After developing new techniques for studying small molecules – time-resolved and in individual cells – the methodology will be applied to human beta cells to increase our knowledge about type 2 diabetes.

“Drugs or lifestyle changes can make the cells start working again, but if we can find out in which step the beta cells become fatigued, we can then take the right measures more quickly. We hope to identify early risk factors so that the patient may avoid becoming ill with type 2 diabetes to begin with. Eventually, I hope that it will be possible to find the missing link and reverse the behaviour of the malfunctioning beta cells. With the project, we will lay the foundation, a platform to build on,” says Ingela Lanekoff.
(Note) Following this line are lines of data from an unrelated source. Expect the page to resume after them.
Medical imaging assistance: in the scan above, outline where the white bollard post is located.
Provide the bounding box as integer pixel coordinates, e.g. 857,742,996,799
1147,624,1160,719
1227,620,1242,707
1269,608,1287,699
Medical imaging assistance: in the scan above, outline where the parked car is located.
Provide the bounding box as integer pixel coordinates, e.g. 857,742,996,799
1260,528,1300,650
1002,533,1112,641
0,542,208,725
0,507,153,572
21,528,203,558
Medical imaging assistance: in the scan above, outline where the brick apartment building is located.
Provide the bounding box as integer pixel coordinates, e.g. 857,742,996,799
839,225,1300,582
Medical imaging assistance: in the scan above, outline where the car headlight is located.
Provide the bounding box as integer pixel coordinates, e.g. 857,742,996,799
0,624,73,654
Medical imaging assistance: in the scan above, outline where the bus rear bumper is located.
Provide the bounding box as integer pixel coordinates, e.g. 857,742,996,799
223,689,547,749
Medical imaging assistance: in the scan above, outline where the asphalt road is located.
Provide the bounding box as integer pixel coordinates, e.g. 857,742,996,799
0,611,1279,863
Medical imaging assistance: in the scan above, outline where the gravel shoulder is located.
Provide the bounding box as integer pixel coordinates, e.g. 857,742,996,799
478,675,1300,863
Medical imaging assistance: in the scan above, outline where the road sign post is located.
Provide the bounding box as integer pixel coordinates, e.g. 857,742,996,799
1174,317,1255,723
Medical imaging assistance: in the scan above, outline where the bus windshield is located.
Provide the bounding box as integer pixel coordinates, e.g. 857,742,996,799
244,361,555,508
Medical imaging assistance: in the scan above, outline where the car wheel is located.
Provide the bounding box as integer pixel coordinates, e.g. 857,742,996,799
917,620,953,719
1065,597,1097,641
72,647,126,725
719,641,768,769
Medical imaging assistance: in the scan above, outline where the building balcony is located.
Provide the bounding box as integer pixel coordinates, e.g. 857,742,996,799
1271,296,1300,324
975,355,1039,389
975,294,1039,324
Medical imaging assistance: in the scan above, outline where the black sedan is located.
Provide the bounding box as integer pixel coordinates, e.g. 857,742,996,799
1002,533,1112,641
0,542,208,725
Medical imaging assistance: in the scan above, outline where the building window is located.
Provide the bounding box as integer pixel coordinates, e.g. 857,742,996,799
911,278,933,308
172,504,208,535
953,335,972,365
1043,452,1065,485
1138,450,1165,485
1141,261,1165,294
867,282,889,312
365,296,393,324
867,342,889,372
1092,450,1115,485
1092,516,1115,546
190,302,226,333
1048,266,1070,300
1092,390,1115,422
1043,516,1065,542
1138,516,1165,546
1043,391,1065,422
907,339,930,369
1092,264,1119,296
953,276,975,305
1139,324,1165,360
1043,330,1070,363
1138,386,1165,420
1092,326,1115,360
In developing the technique, the research team will use model cells that can be cultivated. In the application phase however, they will look at donated cells from humans. The ERC grant will finance new instrumentation and expand the research group. The latter will grow from five to eight doctoral students and get two postdoctoral fellows. The project also involves collaborations across area boundaries:

“Thanks to the Uppsala Diabetes Centre, I have met Professor Sebastian Barg who will now be assistant supervisor for one of the doctoral students. He has knowledge in insulin secretion that I lack. It is always easy to end up in your own subject bubble, but research centres such as this one are great because we can find new angles and collaborations. When researchers who are at the forefront talk to each other, it creates synergies and opportunities to do new things together. Through the diabetes centre, we become aware of valuable competences nearby that we might otherwise not have even known about.”